Além disto para no Domingo deitar aquele gostoso assado de porco no forno era necessário o sal, pimenta, alho, noz moscada, cebolas, salsa, mangerona e banha. Claro, o colono dispunha de todos estes ingredientes para fazer o gostoso assado de Domingo, mas o difícil era sempre ter a mão o sal e a pimenta.
Muitas vezes os colonos tinham do lado de sua casa um grande galinheiro para criar galinhas e delas ter os ovos somente para trocar no armazém por açúcar, sal e pimenta. Quando então o bodegueiro tinha seu curralzinho cheio de galinhas, então ficava difícil porque para o colono não sobrava nada para negociar. O que fazer?
Alguns já haviam plantado fumo para fabricar um pouco de fumo em corda, então este era mais um fino artigo para negociar no armazém. E muitas vezes outros colonos negociavam este fumo em corda por farinha de milho ou melado. Mas um colono de verdade, por nestes tempos a vida andar muito bicuda, não podia se dar ao luxo de fumar todos os dias. Os colonos começavam a fumar bem mais tarde.
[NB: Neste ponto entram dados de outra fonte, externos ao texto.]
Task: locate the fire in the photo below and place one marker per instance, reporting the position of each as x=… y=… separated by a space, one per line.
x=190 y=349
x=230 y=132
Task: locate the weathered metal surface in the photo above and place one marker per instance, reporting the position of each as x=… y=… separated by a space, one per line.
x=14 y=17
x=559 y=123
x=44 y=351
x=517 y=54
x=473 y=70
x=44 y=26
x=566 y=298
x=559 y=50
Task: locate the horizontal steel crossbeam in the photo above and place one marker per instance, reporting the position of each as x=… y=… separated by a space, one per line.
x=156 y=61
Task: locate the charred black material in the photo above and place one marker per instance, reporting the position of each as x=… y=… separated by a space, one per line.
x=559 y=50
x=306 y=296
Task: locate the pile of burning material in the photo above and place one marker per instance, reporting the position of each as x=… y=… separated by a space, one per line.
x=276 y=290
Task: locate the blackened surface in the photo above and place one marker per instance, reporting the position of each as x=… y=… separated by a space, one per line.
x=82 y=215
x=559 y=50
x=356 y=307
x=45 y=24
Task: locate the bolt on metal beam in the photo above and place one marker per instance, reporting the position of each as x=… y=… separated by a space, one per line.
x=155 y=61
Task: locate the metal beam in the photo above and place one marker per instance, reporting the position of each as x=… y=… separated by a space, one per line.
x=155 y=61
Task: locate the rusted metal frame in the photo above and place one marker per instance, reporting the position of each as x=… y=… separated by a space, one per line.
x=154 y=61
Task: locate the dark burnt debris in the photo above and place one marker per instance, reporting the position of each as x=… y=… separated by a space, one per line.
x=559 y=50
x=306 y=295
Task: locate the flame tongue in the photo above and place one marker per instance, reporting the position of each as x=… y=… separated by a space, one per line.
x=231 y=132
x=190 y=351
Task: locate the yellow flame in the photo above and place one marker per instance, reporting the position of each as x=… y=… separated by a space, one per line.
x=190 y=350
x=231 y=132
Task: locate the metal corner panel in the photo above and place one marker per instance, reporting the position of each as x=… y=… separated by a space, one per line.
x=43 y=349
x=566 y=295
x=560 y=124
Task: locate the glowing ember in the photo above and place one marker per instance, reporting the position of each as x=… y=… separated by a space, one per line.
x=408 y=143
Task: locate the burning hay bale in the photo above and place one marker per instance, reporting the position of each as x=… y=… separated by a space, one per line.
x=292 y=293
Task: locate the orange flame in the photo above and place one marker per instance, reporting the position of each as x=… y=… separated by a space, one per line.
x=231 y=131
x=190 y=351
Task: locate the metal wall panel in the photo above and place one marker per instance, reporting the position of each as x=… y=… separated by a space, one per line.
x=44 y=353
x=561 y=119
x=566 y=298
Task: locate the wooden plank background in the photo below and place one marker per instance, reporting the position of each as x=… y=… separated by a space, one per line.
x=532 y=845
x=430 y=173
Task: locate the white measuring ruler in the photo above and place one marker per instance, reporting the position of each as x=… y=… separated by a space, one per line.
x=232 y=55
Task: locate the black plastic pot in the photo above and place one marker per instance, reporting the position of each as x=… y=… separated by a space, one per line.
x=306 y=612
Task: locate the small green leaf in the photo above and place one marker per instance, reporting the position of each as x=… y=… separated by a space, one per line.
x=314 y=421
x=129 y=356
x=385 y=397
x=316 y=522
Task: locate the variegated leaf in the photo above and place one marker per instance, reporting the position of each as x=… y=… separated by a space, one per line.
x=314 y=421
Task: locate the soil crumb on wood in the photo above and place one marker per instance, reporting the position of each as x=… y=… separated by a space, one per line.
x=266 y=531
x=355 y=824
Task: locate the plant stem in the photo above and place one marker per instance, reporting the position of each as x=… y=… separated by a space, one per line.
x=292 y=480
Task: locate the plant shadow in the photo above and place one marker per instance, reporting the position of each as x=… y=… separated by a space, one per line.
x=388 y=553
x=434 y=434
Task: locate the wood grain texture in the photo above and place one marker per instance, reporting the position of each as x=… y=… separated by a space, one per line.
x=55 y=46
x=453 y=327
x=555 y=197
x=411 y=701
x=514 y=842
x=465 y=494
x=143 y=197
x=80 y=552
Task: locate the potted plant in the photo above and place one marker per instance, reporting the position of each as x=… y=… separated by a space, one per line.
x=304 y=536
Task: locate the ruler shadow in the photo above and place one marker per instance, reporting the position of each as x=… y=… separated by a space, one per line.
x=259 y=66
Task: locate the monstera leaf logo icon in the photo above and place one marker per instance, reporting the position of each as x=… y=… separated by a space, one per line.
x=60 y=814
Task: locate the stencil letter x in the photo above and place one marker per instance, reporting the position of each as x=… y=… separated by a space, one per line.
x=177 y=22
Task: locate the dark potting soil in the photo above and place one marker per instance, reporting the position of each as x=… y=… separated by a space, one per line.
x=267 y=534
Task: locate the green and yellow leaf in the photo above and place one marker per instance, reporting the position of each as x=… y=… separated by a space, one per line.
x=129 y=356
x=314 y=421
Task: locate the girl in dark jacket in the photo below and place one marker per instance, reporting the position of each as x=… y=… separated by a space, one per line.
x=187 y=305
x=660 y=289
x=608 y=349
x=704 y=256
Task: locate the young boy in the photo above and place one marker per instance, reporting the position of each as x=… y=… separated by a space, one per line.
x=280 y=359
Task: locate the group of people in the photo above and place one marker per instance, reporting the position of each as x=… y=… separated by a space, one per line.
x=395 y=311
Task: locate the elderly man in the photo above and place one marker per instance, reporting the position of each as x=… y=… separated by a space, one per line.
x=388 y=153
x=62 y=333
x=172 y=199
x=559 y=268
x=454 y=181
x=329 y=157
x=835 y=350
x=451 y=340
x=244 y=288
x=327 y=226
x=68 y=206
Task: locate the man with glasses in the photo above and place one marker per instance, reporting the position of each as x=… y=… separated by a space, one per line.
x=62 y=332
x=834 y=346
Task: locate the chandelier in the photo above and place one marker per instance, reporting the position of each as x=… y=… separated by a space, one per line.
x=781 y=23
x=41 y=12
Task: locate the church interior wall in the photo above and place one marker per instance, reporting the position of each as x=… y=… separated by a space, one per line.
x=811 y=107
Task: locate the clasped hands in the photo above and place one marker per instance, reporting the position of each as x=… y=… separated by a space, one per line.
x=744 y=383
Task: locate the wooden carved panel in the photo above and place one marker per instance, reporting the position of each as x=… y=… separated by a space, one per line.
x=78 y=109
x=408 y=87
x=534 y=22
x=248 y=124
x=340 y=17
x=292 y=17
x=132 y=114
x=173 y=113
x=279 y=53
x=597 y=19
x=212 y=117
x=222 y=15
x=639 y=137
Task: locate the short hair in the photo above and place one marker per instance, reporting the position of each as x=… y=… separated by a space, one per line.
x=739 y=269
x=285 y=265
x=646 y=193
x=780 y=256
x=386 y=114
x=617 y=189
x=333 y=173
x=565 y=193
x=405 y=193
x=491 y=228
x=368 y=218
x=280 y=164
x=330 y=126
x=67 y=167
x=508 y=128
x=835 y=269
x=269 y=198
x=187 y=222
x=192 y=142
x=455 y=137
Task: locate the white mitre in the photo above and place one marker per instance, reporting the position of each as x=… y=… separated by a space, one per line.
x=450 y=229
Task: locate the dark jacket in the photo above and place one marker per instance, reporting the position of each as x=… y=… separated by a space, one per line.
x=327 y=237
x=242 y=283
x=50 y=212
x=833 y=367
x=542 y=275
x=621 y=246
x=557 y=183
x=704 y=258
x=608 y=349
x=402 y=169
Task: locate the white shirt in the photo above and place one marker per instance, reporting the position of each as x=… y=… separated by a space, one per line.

Nestes tempos difíceis, mesmo o colono produzindo seu próprio fumo, só podia se dar ao luxo de fumar somente aos domingos. Isto eram gigantescos palheiros, tão grandes que o colono precisava um dia inteiro fumando naquele negócio para acabar com ele. Para muitos então, domingos era o dia do fumo.
Em Picada Cabeção tudo então corria como nas outras localidades. Só que lá o bodegueiro não atendia sozinho às pessoas. Consigo em sua ajuda, estava a sua mulher. Uma mulher ranzinza. Melhor dito, uma mulher incrivelmente mal humorada. Para começar, ela tinha um cabelo seboso tão fino, que era transparente. O mesmo não se podia dizer de seu bigode. Ela tinha uma meia dúzia de pelos grossos e desajeitados sob o nariz, os quais deixaram seu rosto bastante desconfiável. Os vestidos que ela usava sempre estavam por ser passados a ferro. E seus tamancos eram tão chulezentos, que nem o cachorro se deitava perto de noite.
Nesta  mesma Picada Cabeção existia a família Hérlich, a qual era muito metódica. Para o Frido Hérlich levar os ovos até o armazém, sempre a Alma, sua esposa, os empacotava bem para não quebrá-los na viagem. Sempre era um balainho invejável: cheio de papel e no meio dele os ovos amarelos de suas galinhas.
Então um dia o Frido cavalgou até o armazém num sábado à tarde para trocar seus ovos por açúcar e sal. Quando ele chegou no armazém, descarregou seu balaio cheio de ovos e os levou para dentro. Margerita, a esposa mal-humorada do bodegueiro, novamente de mal com a vida como sempre, levantou o pano do balaio, analisou os ovos, então ela disse braba:
- Os ovos que você trouxe hoje Frido, são muito pequenos para comercializar!
Ele respondeu:
- Sua megera! Se eu os tivesse posto com certeza seriam maiores, mas se você os tivesse posto, então com certeza estariam azedos.